Importantly, our results cannot be explained by unspecific effects of tDCS on neural activity or by changes in decision noise. If tDCS had generally lowered response inhibition during the task, then we should have observed faster reaction times for anodal stimulation and slower reaction times for cathodal stimulation (Terzuolo and Bullock, 1956; Bindman et al., 1962, 1963; Creutzfeldt et al., 1962; Nitsche and Paulus, 2000, 2001; Fritsch and Hitzig, 2009; Bestmann et al., 2014; Bonaiuto and Arbib, 2014). Instead, stimulation over rFPC appeared to affect specific neural computations related to choice, resulting in longer deliberation for the exploratory anodal group and shorter, more targeted decisions in the exploitative cathodal group. The notion of such a strategic exploration mechanism is congruent with previous demonstrations that exploratory choices are generally associated with longer reaction times than exploitative choices (Hassall et al., 2013) as well as with the finding that decisions to leave a patch in a foraging task have longer average response times (Shenhav et al., 2014). Critically, anodal stimulation over rFPC did not generally make participants process information more slowly, as we did not find stimulation-related changes in reaction times during numerical processing control tasks. Finally, our results cannot be explained simply by tDCS-induced changes in decision noise. This notion is contradicted by the findings that choices were systematically related to recent outcomes of the highest-paying option and that the beliefs about the slot machines' reward values remained similarly accurate after stimulation. Thus, our results suggest that anodal stimulation indeed modulated choice-related computations in the rFPC that result in slower, more deliberative decisions to shift toward exploratory options.

Our findings identify a locus of transcranial stimulation that may be used to help steer decision making in cases of pathologies involving deficits in task switching or stereotyped behavior (Ehring and Watkins, 2008; Stuss, 2011; Kleinman et al., 2013).
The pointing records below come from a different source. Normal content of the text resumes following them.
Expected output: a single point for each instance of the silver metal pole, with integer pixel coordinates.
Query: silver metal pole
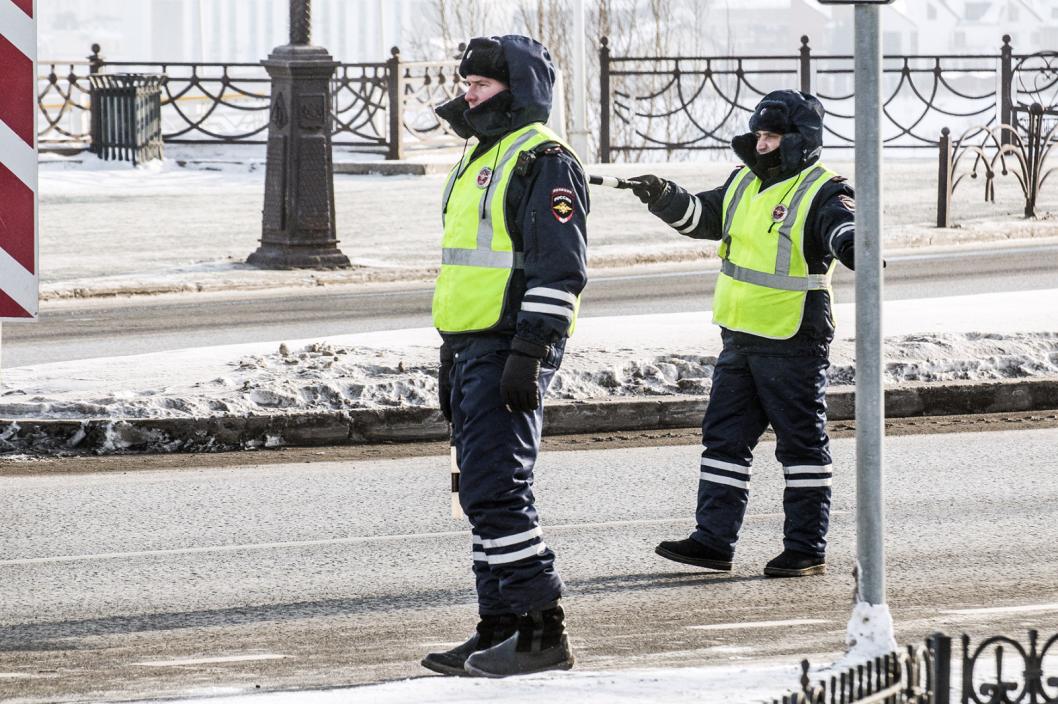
(870, 398)
(579, 136)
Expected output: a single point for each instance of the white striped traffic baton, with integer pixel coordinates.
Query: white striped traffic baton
(18, 160)
(610, 182)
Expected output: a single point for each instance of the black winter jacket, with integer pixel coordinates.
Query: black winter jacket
(552, 239)
(830, 230)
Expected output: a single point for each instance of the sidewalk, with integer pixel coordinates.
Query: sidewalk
(109, 229)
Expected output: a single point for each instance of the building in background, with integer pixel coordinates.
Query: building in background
(365, 30)
(216, 30)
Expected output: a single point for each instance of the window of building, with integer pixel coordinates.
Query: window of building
(976, 11)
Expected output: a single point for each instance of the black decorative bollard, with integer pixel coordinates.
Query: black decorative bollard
(297, 228)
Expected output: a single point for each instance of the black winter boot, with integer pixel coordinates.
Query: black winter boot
(791, 563)
(541, 644)
(691, 552)
(491, 630)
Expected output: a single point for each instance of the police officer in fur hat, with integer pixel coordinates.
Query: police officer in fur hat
(783, 220)
(513, 264)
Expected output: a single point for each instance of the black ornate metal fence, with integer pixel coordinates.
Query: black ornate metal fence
(1019, 147)
(678, 104)
(229, 103)
(999, 670)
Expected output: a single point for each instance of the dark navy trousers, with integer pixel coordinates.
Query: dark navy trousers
(754, 386)
(496, 450)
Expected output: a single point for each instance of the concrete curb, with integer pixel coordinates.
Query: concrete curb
(409, 425)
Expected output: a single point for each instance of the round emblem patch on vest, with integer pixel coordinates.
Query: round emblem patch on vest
(562, 204)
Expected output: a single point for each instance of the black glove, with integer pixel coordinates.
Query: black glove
(444, 382)
(518, 385)
(649, 187)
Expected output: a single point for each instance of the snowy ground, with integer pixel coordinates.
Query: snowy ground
(108, 228)
(732, 684)
(996, 336)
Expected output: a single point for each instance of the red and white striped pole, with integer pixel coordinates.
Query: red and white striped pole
(18, 160)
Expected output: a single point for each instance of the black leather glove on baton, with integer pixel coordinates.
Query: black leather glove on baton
(444, 382)
(649, 187)
(518, 384)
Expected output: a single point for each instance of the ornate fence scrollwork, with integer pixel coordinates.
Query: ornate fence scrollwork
(1020, 148)
(230, 103)
(918, 674)
(676, 104)
(62, 96)
(361, 105)
(1000, 670)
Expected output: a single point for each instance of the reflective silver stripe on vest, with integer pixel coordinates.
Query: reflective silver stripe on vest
(485, 258)
(782, 282)
(485, 224)
(785, 242)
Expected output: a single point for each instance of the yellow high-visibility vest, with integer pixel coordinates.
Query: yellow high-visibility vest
(764, 276)
(477, 256)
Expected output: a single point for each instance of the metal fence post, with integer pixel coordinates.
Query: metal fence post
(1036, 152)
(95, 60)
(944, 180)
(1006, 78)
(940, 646)
(805, 65)
(396, 88)
(604, 101)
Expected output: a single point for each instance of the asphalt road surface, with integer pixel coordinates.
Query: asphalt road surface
(153, 581)
(104, 327)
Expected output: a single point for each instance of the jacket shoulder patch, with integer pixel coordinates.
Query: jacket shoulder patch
(563, 204)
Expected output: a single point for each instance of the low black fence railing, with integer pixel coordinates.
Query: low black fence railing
(1020, 147)
(998, 670)
(229, 102)
(681, 104)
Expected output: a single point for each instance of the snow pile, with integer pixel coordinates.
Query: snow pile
(955, 357)
(869, 635)
(328, 376)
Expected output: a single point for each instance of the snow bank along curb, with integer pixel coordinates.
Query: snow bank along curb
(406, 425)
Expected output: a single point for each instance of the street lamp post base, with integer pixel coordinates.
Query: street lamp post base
(280, 256)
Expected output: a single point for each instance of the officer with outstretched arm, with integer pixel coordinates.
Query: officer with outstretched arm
(783, 219)
(513, 265)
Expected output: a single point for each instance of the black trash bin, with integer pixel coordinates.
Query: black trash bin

The rFPC is thought to be embedded within a larger neural network regulating the exploration–exploitation tradeoff (Boorman et al., 2011) and is most likely not the only site where transcranial stimulation can have such effects. Stimulation of regions located within reward-valuation regions that are situated too deep within the cortex to be strongly affected by currently established tDCS techniques may have opposite effects on exploration and exploitation compared with those demonstrated in the present study (Daw et al., 2006; Boorman et al., 2013). Finally, the fact that excitatory anodal stimulation over rFPC causes decisions to be less dependent on immediate payoffs may serve to facilitate learning about the environment, by increasing the selection of the more uncertain second- or third-best options (Gittins and Jones, 1974; Badre et al., 2012; Payzan-Lenestour and Bossaerts, 2012). Foregoing immediate reward in favor of information about options that are potentially more rewarding in the long term may have beneficial implications for understanding and mitigating a wide range of behaviors associated with extreme forms of exploration (impulsivity, attention deficits, failure to integrate social information) or exploitation (compulsivity, lack of innovation, addiction) in individuals or social organizations.

Footnotes

This work was supported by Swiss National Science Foundation Grant 143443 to T.A.H. and C.C.R. and Marie Curie International Incoming Fellowship PIIF-GA-2012-327196 to A.R.B. We thank Adrian Etter for programming support, Michele Lorenzi for assistance with data collection and analysis, and Daphna Shohamy for insightful discussions.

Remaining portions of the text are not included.